We resolved this by reducing the number of utterances for slot filling, and ensuring the sample utterances were as distinct as possible.
One of the biggest concerns with developing a voice interface is latency. In our case, we were primarily concerned with how long it took to return a response to Alexa. The total timeout is around 5 seconds, after which Alexa gives up and informs the user that the skill took to long.
Whilst a five second delay can be a little annoying to the end user of a traditional visual interface like a website, it’s not a deal-breaker. With a voice interface, a five second delay can feel much worse, as people aren’t used to having to endure five seconds of deafening silence when they ask a question to a real person. At the very least, a real person might utter ‘umm’ or provide some visual cue to indicate that they are thinking. Whilst the light at the top of an Echo will flash as it processes input to indicate that something is happening, it’s still preferable to not make the user wait too long.

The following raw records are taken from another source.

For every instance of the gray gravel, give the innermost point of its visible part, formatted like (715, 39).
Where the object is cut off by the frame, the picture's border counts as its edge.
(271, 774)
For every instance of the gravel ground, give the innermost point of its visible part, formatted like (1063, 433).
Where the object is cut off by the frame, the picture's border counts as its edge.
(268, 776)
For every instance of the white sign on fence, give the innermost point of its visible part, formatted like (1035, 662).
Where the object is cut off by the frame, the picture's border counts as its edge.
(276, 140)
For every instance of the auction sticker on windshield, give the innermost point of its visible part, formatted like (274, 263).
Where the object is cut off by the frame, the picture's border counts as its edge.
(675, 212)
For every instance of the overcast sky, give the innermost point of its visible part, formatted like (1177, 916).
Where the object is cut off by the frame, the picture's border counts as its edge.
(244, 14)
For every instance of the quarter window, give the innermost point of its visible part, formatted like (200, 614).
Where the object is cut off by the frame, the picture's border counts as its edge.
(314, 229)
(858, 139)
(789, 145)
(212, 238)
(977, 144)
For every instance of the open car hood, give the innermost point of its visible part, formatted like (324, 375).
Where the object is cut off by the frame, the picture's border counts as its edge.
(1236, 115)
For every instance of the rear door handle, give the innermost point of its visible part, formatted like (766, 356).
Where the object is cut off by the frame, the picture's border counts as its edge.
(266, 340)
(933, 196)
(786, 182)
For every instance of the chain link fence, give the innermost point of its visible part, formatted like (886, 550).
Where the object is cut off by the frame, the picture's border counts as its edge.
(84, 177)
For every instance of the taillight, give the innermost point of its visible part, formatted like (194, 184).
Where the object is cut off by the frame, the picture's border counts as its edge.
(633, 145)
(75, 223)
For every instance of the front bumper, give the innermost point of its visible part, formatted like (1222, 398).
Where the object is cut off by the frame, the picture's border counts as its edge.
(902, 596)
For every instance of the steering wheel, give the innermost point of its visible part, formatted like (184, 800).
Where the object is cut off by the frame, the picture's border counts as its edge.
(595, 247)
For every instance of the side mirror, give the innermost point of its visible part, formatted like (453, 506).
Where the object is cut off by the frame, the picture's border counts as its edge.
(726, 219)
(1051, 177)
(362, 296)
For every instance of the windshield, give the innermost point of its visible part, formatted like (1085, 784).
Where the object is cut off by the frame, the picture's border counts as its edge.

Unfortunately, in an enterprise system designed for traditional visual interfaces, five second delays are not uncommon. We ran into this when connecting to our existing on-premise CRM system, which only had a few SOAP web services available to obtain user data. This was compounded by the fact that the data we needed was split across a number of very expensive web service calls.
We partially mitigated the problem using the usual tricks employed when developing backend services: reusing sockets and configuring a cloud watch event to keep the lambda warm to avoid any potential startup time. However, the real time saver was when we modified the backend to make as many SOAP calls in parallel as possible. This brought the skill response time back to a more acceptable level.
There are certainly a number of pitfalls when developing an Alexa skill, such as the confusion between slot filling utterances and intents, and the mis-interpretation of certain accents. However, this will likely be ironed out as the platform matures.
Voice interfaces provide a novel and natural method for users to interact with their account, and we look forward to extending this Alexa skill to provide EnergyAustralia’s customers with even more helpful and detailed insights into their energy accounts.